Shelia Bromberg |
Sheila Bromberg was a busy harpist in British symphony orchestras when an agent called on March 17, 1967, to offer her a three-hour stint that night as a session musician at the EMI recording studio on Abbey Road in London, according to The Washington Post.
The pay was 9 pounds — about $17. With two young children to feed, she showed up at 8:30 p.m. to tune her harp and was handed a piece of sheet music. Only later did she learn that the notes she played were to be the intro on “She’s Leaving Home” by the Beatles. The song was released months later on “Sgt. Pepper’s Lonely Hearts Club Band,” which Rolling Stone magazine ranked in 2003 as No. 1 of the 500 greatest albums of all time.
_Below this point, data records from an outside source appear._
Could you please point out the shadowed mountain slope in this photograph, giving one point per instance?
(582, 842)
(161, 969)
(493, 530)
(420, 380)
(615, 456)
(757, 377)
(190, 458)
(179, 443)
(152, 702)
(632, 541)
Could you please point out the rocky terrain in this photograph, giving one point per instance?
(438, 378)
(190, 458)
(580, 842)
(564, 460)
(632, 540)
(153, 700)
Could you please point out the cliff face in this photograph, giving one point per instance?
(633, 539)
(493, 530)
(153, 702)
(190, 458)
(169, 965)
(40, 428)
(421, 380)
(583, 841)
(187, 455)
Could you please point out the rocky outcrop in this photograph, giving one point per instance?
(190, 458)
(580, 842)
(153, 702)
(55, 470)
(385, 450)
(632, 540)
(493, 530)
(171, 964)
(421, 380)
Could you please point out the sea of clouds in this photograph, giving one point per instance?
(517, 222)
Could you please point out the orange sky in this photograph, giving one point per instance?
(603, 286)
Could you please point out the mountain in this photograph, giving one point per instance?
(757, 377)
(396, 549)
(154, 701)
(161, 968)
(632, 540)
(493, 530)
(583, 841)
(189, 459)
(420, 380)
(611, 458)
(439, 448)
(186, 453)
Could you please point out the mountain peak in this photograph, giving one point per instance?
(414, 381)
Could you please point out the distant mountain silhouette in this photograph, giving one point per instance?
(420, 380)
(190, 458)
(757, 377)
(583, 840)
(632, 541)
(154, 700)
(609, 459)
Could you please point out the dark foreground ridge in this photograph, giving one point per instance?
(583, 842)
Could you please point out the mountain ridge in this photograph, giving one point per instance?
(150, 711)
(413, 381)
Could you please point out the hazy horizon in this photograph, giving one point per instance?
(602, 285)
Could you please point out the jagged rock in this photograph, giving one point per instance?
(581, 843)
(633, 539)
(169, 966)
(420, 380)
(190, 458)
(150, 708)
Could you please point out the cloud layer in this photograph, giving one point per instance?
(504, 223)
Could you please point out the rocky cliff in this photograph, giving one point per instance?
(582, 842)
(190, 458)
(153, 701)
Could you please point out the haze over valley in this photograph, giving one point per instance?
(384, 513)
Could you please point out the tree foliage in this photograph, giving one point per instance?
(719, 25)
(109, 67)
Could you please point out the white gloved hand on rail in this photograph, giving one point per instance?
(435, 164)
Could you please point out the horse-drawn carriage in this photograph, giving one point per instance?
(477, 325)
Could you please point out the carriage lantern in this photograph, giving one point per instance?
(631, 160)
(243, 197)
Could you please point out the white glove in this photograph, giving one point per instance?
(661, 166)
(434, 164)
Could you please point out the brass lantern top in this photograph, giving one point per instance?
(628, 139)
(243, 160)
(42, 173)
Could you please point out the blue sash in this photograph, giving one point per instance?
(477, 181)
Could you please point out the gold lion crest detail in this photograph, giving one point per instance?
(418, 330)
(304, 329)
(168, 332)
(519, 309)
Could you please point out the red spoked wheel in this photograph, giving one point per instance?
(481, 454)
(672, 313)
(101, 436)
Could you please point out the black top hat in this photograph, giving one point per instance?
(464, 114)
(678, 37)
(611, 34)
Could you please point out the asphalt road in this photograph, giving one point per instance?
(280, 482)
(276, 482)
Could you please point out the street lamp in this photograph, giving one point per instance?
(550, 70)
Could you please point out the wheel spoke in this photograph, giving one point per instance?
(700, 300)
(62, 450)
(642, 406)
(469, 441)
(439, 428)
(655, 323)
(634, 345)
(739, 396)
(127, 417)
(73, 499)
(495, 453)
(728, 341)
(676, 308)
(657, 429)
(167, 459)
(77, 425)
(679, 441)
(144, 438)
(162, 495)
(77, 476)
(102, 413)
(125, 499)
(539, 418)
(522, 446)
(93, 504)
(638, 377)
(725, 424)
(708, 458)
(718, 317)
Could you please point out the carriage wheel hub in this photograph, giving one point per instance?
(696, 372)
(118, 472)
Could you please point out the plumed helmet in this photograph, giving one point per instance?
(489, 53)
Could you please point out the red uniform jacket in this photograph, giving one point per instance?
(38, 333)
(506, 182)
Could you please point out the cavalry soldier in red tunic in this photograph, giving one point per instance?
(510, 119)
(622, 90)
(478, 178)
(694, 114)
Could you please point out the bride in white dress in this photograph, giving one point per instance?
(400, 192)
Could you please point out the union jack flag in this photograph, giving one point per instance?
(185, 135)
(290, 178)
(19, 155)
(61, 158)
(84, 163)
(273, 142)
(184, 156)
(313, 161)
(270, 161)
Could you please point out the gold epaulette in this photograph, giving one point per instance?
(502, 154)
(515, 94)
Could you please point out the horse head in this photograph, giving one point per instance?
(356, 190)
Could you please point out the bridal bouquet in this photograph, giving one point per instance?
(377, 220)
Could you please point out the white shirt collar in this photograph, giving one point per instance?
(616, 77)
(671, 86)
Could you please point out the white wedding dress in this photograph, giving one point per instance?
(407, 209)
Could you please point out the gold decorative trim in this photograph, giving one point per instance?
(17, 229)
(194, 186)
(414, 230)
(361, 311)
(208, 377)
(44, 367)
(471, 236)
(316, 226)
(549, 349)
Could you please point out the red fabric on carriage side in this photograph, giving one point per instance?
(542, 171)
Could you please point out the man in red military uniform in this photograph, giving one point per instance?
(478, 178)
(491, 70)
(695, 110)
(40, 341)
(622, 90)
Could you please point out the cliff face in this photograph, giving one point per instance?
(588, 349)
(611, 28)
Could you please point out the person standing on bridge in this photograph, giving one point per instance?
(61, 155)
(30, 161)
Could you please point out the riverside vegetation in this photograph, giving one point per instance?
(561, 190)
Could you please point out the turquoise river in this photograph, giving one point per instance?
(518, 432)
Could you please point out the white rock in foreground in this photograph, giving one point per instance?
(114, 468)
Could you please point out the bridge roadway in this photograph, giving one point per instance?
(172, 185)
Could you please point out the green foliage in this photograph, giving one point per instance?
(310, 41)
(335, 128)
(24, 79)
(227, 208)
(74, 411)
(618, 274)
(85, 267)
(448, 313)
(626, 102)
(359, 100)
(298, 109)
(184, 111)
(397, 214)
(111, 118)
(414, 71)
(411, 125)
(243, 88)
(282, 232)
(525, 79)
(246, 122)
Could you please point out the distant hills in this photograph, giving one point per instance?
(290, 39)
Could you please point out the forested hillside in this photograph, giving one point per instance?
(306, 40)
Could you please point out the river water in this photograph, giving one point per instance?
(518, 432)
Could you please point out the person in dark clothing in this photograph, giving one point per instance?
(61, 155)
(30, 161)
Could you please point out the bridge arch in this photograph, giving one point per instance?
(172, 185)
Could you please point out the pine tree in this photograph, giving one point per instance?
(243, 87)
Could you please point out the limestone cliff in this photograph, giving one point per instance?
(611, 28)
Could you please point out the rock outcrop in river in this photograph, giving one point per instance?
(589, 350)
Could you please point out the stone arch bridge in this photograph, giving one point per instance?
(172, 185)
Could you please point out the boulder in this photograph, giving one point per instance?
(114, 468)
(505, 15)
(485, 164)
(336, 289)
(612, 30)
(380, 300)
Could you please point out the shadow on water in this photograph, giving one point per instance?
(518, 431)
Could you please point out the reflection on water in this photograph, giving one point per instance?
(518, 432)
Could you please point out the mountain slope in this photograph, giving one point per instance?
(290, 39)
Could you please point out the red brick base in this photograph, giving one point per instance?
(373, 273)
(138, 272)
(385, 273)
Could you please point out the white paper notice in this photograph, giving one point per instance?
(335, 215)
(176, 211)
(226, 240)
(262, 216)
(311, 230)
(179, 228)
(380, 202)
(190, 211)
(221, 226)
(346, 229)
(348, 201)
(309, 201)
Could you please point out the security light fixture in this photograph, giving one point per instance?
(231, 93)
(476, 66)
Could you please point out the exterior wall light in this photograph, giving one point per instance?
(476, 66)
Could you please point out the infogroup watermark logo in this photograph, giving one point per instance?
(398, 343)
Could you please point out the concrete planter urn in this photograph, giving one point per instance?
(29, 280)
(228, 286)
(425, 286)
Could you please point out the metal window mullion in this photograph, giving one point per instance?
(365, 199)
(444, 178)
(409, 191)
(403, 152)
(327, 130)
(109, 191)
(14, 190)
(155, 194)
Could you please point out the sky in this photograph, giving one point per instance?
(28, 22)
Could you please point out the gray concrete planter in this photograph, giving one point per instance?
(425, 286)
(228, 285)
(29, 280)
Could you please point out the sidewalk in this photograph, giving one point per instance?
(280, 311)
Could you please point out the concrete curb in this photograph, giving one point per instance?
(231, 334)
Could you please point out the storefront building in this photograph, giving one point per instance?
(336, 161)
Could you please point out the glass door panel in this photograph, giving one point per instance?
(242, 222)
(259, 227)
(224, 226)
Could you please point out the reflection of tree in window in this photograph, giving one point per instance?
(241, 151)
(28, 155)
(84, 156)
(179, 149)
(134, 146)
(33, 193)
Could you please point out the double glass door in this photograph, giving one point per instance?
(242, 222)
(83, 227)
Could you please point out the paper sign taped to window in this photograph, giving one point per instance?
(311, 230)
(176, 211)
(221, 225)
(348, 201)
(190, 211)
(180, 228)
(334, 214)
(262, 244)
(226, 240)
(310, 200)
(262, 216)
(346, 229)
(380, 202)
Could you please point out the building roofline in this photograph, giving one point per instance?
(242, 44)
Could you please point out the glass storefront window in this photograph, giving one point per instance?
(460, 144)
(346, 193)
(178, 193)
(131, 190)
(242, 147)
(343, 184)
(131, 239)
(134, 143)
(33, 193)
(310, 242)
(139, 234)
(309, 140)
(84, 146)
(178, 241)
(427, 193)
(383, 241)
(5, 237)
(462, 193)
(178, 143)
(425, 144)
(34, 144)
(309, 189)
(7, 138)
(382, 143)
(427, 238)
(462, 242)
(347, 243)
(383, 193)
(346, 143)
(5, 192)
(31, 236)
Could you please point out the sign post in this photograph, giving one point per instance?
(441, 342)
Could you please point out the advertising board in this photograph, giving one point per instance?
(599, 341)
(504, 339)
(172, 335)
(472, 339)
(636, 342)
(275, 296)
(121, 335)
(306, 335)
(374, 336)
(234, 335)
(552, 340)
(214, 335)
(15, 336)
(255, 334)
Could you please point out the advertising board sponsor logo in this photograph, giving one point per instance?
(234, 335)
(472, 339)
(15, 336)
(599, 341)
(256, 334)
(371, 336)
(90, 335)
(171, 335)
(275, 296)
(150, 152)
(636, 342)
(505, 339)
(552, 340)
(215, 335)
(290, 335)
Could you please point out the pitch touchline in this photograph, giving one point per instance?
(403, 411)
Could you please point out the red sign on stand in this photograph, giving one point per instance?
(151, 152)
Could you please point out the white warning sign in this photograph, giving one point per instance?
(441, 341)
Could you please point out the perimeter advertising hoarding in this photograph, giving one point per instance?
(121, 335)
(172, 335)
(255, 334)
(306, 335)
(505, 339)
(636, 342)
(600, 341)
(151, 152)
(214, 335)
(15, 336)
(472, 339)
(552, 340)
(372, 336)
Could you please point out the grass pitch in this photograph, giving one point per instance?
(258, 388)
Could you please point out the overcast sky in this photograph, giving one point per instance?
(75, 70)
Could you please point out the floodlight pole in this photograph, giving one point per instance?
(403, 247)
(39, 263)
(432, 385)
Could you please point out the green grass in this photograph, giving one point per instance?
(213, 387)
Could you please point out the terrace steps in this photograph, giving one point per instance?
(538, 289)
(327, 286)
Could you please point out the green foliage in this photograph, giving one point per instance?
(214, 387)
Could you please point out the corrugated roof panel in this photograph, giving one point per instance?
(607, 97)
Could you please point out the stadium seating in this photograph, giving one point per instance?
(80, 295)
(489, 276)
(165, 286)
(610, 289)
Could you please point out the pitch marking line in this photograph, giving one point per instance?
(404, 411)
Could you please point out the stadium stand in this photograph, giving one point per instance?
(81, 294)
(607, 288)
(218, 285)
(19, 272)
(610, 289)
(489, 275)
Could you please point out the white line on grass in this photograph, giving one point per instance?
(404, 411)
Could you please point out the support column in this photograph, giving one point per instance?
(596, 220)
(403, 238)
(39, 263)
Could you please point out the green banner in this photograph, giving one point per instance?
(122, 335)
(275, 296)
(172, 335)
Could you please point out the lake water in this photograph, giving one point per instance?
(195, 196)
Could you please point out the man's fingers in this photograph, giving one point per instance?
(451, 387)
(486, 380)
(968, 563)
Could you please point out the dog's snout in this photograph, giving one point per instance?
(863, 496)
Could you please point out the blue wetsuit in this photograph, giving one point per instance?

Bromberg’s harp intro and rhythm, backed by a full string section, set the poignant tone of the track before Paul McCartney (who recorded separately) began the lyric “Wednesday morning at 5 o’clock as the day begins.”
It “is the most important rock & roll album ever made, an unsurpassed adventure in concept, sound, songwriting, cover art and studio technology by the greatest rock & roll group of all time,” Rolling Stone wrote of “Sgt. Pepper.” (“She’s Leaving Home” was one of only a few tracks in the Fab Four’s career on which they did not play any instruments but only sang.)
Bromberg, who became first female musician ever to record on a Beatles album, died Aug. 17 at a hospice center in Aylesbury, England. She was 92 and had a heart ailment, said her son, David Laurence, who spent years as an orchestral French horn player.Although her three and a half minutes of playing on “She’s Leaving Home” brought her anonymously into millions of homes over the last five decades, Mrs. Bromberg was regarded by classical and session players as more than a one-hit wonder.
She played harp on two early James Bond films starring Sean Connery — “Dr. No” (1962) and “Goldfinger” (1964) — in the pulsing musical scores by John Barry. She also performed the solo intro to the 1976 hit disco single “Boogie Nights” by the band Heatwave. She recalled that the heat in the studio was so intense, she played with her feet in a bucket of icy water.
During the 1960s and ’70s, she was a member of the BBC’s Top of the Pops orchestra, backing some of the world’s biggest stars on the TV program of that name, Britain’s most popular music show of the time.